Be gentle, but thorough.
When brushing hair, always start at the ends and work your way up to the root, says Giovanni Vaccaro, creative director at GLAMSQUAD. “This seems counterintuitive, but it’s key in order to detangle hair without breaking the strands,” says Vaccaro. When dealing with wet hair, opt for a wet brush or Tangle Teezer. These brushes have modern technology that makes it easier to brush through the hair without breaking it. When dealing with dry hair, opt for a brush that is mostly made up of boar bristles. It may feel strange at first, but when your brush reaches the root, make sure you actually brush the scalp as well. Celebrity hair stylist Eva Scrivo explains, “The bristles of a boar brush pull all your natural oils through the hair shaft, exfoliating the scalp and improving circulation. The best way to brush your hair is using small strokes, starting at the ends and slowly moving up towards your scalp so as to prevent breakage.”

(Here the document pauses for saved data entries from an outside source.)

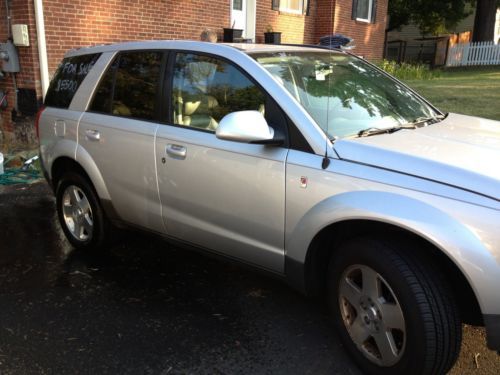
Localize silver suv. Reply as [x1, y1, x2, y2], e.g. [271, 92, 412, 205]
[38, 41, 500, 374]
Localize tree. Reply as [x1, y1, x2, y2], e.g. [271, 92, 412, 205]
[387, 0, 411, 32]
[388, 0, 500, 41]
[472, 0, 500, 42]
[388, 0, 472, 36]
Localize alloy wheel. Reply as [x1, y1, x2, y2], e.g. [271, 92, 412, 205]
[61, 185, 94, 241]
[338, 264, 406, 367]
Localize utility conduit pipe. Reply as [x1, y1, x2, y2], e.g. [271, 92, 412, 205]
[34, 0, 49, 99]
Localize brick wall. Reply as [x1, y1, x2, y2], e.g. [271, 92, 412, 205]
[43, 0, 230, 75]
[1, 0, 231, 141]
[315, 0, 334, 41]
[0, 0, 387, 143]
[255, 1, 317, 44]
[333, 0, 388, 60]
[0, 0, 40, 140]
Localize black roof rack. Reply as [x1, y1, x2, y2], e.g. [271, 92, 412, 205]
[277, 43, 344, 52]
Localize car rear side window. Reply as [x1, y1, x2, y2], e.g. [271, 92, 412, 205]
[44, 53, 101, 108]
[90, 51, 162, 121]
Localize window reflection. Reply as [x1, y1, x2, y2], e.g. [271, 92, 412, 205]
[255, 52, 437, 138]
[90, 51, 162, 121]
[172, 53, 266, 131]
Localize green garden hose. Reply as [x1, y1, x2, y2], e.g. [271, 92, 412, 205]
[0, 168, 41, 185]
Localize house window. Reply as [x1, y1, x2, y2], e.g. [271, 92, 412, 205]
[233, 0, 242, 11]
[272, 0, 309, 15]
[279, 0, 304, 14]
[352, 0, 377, 23]
[356, 0, 372, 21]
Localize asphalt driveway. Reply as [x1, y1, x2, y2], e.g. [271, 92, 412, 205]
[0, 182, 498, 374]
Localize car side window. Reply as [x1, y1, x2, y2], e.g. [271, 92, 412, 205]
[45, 53, 101, 108]
[171, 53, 266, 131]
[90, 51, 162, 121]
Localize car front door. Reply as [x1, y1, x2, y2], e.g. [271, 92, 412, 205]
[155, 52, 288, 272]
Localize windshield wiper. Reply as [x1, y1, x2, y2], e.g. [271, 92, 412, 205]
[357, 124, 417, 138]
[410, 113, 447, 127]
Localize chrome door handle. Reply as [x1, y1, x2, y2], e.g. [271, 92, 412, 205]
[166, 144, 187, 160]
[85, 129, 100, 141]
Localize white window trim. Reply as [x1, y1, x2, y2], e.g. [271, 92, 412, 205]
[495, 8, 500, 43]
[355, 0, 373, 23]
[279, 0, 304, 15]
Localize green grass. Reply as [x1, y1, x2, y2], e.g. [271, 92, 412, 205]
[378, 60, 439, 80]
[402, 67, 500, 121]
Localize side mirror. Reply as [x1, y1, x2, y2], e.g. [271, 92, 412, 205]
[216, 111, 277, 144]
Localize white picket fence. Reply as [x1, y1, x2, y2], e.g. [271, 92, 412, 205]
[446, 41, 500, 67]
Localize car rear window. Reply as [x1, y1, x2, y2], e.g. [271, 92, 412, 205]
[44, 53, 101, 109]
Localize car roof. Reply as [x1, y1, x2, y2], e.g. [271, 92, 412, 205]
[64, 40, 337, 58]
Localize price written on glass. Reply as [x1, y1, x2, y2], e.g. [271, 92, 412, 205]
[54, 60, 96, 92]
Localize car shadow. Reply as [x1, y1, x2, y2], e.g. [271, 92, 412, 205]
[0, 182, 360, 374]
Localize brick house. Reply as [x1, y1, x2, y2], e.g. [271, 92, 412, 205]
[0, 0, 387, 144]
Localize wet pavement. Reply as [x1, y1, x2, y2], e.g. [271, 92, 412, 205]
[0, 182, 498, 374]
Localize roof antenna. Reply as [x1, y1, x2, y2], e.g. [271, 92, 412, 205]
[322, 0, 335, 170]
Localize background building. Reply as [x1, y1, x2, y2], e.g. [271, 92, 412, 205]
[0, 0, 388, 145]
[386, 7, 500, 67]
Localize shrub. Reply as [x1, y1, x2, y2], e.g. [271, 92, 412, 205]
[377, 60, 439, 80]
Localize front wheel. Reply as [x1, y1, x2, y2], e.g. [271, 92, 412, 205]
[328, 237, 461, 375]
[56, 172, 110, 250]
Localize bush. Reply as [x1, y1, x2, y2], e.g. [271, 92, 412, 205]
[377, 60, 439, 80]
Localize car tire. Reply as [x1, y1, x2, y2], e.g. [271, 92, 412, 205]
[56, 172, 110, 250]
[328, 236, 461, 375]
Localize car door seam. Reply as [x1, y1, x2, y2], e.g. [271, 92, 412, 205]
[75, 110, 86, 159]
[153, 124, 166, 233]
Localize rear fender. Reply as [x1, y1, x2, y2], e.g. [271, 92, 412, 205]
[74, 144, 111, 200]
[42, 138, 77, 182]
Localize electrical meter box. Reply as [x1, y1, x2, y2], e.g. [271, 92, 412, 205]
[0, 40, 20, 72]
[12, 24, 29, 47]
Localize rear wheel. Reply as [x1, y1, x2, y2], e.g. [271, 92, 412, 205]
[56, 172, 110, 249]
[328, 237, 461, 375]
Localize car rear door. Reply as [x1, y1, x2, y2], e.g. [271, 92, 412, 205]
[78, 50, 166, 233]
[155, 51, 289, 272]
[41, 53, 102, 172]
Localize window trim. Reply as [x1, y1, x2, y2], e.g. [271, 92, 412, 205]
[352, 0, 377, 24]
[86, 50, 167, 124]
[232, 0, 243, 11]
[355, 0, 373, 22]
[279, 0, 304, 15]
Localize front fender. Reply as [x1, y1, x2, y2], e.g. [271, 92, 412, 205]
[286, 190, 500, 314]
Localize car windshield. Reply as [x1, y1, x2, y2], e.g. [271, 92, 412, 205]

Find the best brush for you.
Natural all-boar bristle brushes are ideal for fine hair, says Scrivo. The soft bristles are gentle enough for fine hair, as well as hair that is prone to breakage. They’re also great for adding strength, volume and shine. For medium to thick hair, Scrivo recommends a mixed bristle brush, which is a combination of boar and plastic bristles. “Plastic bristles are longer than the boar bristles and get get through the most unruly hair with ease,” she explains, “while the boar bristles smooth the hair and add shine.” All-boar brushes are also ideal for extremely thick, easily tangled hair. “You can loosen up tough knots with a Mason Pearson brush starting at the ends and working up,” says PRIV hair stylist Loretta Wollner. If necessary, you can then go in with a wet brush or comb to address smaller tangles.
And if you have extensions …
You must always use a boar bristle brush, says Wollner. “Great Lengths makes a few different sizes that can work on all types of extensions.”